Over the week of Christmas, Lennie Stover, the founder of the Friends of the Red Line Greenway organization, received a call from a concerned citizen about the number of trees that had been removed along the trail between Abbey Ave. and Franklin Ave. Stover, who has keys to the security gates, notified RTA dispatch and showed News 5 the bare hillsides the trees once occupied.

“They took out a massive amount of trees,” Stover said. “These are mature, healthy trees. There were maybe two of the hundreds of trees that were dead and should have been taken out. Otherwise, volunteers have been grooming these trees for 42 years. I was stunned. I really didn’t understand the need for it.”

A spokesperson for the Cleveland Metroparks, the lead agency on the project, offered a starkly different count on the number of trees that were removed. Only 20 trees were removed, the spokesperson said, and their removal was included in the long-established construction plans. The spokesperson said the trees that were removed will be replaced with new trees and landscaping when the construction wraps up in 2021.

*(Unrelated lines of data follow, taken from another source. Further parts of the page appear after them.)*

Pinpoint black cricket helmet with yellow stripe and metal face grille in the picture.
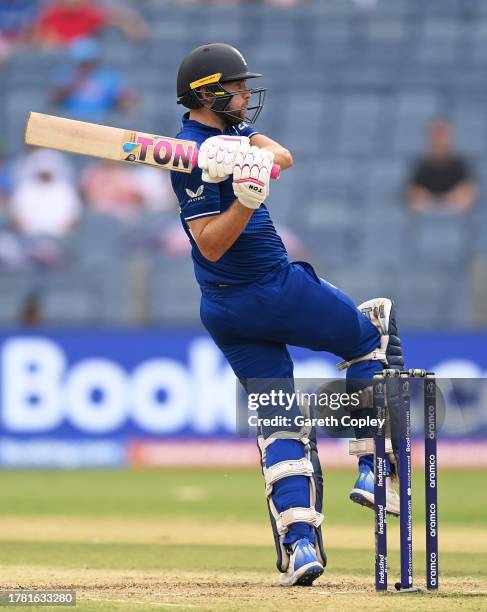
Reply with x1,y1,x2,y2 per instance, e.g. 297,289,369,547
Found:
178,43,266,125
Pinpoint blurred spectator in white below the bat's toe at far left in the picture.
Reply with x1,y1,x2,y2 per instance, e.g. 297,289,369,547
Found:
8,149,81,237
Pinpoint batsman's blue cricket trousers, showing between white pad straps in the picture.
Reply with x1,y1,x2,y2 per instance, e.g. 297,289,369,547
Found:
200,262,379,544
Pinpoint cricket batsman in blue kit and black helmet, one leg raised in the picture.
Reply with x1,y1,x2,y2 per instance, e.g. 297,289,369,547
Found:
171,43,403,586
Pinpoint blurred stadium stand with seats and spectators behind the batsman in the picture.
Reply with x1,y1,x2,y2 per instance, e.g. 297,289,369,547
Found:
0,0,487,329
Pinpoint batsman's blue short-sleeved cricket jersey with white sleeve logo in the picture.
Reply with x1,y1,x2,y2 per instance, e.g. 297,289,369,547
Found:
171,113,288,288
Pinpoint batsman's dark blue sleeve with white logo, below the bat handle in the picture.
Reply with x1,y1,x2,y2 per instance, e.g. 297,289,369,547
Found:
171,168,220,221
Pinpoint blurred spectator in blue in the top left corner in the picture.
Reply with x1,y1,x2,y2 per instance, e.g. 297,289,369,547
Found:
0,0,40,65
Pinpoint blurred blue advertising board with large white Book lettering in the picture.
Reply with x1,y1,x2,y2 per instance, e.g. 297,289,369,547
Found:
0,330,487,468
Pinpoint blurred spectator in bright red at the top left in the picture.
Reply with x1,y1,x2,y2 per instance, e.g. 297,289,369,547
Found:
35,0,148,46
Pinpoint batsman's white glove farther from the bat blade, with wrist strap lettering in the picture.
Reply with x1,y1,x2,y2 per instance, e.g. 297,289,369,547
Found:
233,147,274,209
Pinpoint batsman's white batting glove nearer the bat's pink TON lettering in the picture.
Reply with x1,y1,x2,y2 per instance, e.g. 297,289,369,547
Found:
198,135,250,183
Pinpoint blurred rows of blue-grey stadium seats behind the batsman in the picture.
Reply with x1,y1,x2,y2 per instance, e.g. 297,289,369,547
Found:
0,0,487,328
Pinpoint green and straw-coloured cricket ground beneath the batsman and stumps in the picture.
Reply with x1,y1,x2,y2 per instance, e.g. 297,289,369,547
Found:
0,468,487,611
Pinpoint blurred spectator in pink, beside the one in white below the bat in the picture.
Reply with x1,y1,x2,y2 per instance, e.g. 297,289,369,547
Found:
81,161,145,221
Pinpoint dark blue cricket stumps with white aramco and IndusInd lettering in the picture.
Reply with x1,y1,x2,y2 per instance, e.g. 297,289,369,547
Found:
373,369,438,593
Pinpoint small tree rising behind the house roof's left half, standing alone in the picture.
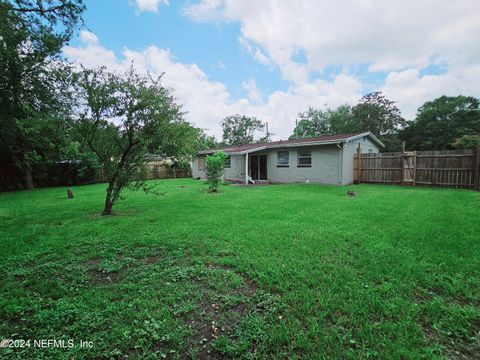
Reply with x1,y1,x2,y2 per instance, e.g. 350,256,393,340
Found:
222,114,264,145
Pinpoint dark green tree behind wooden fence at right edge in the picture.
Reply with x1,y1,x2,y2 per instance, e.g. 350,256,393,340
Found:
399,96,480,150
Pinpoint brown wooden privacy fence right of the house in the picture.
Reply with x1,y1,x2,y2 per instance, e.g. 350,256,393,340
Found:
353,150,480,190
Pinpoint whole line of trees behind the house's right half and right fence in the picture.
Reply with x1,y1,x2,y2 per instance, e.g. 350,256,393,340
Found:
291,92,480,151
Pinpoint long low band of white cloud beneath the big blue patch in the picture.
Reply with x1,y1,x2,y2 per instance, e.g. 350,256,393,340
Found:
63,33,362,138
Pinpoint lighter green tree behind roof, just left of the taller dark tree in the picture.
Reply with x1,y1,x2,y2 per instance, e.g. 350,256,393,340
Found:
290,105,353,139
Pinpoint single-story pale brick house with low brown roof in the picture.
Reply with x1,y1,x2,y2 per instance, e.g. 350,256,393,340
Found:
192,132,384,185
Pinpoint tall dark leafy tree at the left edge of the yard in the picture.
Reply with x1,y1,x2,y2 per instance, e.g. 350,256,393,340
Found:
0,0,85,188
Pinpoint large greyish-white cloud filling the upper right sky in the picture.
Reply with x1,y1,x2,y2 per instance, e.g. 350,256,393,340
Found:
184,0,480,118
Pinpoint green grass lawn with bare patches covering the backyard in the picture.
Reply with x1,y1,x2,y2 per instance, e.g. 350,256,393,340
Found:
0,179,480,359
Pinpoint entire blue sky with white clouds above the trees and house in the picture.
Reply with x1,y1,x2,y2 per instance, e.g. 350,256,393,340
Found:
63,0,480,139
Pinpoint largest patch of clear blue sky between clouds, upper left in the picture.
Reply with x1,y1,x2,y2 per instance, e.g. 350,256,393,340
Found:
72,0,288,98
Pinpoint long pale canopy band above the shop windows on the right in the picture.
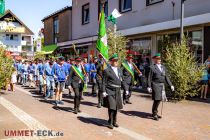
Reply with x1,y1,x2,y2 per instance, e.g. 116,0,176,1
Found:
119,13,210,36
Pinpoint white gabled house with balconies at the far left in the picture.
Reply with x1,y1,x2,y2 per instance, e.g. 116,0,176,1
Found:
0,10,34,58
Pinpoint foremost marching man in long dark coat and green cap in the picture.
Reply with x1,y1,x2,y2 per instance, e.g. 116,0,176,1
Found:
102,54,123,129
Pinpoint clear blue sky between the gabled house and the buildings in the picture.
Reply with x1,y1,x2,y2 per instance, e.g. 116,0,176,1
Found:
5,0,71,36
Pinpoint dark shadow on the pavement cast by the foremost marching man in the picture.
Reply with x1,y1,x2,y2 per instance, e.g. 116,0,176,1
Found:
77,116,108,127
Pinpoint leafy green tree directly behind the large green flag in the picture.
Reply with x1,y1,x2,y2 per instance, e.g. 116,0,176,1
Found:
107,25,128,64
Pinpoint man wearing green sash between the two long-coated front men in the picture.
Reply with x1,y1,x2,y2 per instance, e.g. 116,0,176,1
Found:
122,54,142,105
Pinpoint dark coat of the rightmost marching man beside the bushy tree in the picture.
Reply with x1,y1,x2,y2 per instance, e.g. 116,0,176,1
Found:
148,64,172,100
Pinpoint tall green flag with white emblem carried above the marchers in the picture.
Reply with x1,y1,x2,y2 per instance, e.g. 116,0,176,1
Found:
96,9,109,60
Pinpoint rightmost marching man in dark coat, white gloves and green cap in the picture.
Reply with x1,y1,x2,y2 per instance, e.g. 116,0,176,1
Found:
147,53,174,121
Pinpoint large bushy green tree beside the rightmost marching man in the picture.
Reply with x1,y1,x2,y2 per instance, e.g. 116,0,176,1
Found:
162,39,204,100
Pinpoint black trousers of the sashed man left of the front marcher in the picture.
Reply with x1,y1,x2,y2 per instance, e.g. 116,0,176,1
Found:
73,84,83,110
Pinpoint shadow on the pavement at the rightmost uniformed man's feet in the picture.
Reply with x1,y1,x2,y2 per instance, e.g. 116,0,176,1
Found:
120,110,152,119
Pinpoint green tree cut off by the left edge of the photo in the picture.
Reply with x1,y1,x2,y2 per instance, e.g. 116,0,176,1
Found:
0,46,14,89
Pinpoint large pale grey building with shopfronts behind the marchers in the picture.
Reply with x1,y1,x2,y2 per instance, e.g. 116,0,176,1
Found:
58,0,210,62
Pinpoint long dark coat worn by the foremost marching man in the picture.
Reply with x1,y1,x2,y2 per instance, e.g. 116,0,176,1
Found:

Stover and dozens of other volunteers have spent countless hours mowing, trimming and removing dead vegetation along the trail’s route for years. Stover said it has been a labor of love. Although he is pleased to know the Metroparks will replace the trees that were removed, those new trees will still be decades away from providing a desirable urban canopy.

“We need beautiful access. We need access ramps that are accessible to everyone including those with disabilities. We all want that but we had higher visions,” Stover said. “To me they are treating urban trails differently than they treat suburban trails and not in a good way."